Moreover, for the first time, we provide a formal translation of LLFSM into  TLAp and show that our model checker simulations, applied to our translations to NuSMV, match the execution of our translation to C or MIPS. We illustrate the benefits of our method with several well-studied examples, such as a microwave with real-time constraints,  Fischer's mutual exclusion algorithm (for multi-threaded systems and concurrency control), the two-phase commit protocol (for distributed consensus), and a three-floor elevator (used for verification of descriptions using the  IEC~61499 standard). We show examples of applying these tools and methods to embedded systems and robotic systems, and we point out how we produce deliberative architectures with logic languages like Prolog or some Propositional Plausible Logics.

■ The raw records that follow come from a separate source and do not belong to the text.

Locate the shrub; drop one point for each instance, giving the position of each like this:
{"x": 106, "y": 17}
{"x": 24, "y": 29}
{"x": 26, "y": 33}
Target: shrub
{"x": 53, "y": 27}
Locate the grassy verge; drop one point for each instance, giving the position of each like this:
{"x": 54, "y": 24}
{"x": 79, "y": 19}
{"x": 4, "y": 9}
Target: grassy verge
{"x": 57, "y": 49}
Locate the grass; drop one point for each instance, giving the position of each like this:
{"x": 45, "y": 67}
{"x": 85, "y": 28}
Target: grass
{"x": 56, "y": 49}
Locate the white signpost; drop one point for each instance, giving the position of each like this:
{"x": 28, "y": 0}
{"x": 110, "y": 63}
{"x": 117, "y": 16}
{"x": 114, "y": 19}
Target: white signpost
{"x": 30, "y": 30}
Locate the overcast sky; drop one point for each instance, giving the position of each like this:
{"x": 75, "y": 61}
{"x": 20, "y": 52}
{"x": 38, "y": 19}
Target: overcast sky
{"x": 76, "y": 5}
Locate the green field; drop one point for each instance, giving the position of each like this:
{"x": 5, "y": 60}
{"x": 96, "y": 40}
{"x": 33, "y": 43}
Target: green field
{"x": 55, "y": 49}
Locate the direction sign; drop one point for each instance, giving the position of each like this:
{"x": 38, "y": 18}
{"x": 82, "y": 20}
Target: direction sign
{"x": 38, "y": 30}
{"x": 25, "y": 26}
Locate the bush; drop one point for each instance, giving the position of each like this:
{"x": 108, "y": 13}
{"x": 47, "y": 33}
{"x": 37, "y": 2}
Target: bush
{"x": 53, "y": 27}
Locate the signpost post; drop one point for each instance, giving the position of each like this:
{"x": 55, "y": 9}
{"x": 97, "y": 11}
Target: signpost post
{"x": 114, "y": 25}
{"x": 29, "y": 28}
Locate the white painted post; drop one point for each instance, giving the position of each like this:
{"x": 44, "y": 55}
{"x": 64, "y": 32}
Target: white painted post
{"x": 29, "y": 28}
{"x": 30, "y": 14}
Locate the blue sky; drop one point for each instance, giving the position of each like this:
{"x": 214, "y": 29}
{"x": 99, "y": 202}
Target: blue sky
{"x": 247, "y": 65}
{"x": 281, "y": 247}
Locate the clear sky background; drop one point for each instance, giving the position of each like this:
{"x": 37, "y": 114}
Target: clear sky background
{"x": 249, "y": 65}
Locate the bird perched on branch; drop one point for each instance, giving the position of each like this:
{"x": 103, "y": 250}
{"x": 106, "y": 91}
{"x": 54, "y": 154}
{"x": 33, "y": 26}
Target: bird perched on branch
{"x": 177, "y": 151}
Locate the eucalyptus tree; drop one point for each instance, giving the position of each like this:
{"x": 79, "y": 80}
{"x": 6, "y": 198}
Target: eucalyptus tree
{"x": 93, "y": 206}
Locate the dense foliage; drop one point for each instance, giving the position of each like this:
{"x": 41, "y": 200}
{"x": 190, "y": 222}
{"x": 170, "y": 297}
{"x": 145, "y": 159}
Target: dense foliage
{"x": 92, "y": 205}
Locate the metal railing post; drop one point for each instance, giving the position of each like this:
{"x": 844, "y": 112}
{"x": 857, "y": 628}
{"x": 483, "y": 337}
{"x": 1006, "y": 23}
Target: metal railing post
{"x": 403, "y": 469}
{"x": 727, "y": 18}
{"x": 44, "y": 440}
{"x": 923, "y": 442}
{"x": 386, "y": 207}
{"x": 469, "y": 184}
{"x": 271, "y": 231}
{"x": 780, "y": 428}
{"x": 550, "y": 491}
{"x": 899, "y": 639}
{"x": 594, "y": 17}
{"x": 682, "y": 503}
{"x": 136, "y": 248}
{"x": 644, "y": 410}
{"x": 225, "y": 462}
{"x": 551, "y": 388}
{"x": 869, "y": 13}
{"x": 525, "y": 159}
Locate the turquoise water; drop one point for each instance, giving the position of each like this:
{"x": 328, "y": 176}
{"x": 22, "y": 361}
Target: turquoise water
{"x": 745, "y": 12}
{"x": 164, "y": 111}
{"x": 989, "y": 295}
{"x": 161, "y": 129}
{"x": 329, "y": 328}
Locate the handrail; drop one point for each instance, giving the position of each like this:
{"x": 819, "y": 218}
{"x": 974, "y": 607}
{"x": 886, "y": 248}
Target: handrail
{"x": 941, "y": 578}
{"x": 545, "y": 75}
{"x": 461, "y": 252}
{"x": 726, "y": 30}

Until recently, Vladimir Estivill-Castro was the dean of the Department of Engineering at Universitat Pompeu Fabra in Barcelona, Spain. His work in machine ethics earned him an invitation to the EU Committee for 'Guidelines for the Responsible Use of Generative AI,' he is a principal investigator for AI-Boost, focusing on trustworthy and explainable AI. He leads MI-PAL, which has participated in eight editions of the Standard Platform League using the Humanoid Robot Nao. His main interests include software engineering for embedded and robotic systems, algorithmic engineering, computational complexity, intelligent data analysis, and privacy-preserving data mining. He also explores algorithmic game theory, modelling behaviour for model-driven development, and formal methods in software engineering. Prof. Estivill-Castro holds a PhD from the University of Waterloo in Canada and has received the best supervision award in 2010 from the Australian Teaching and Learning Council.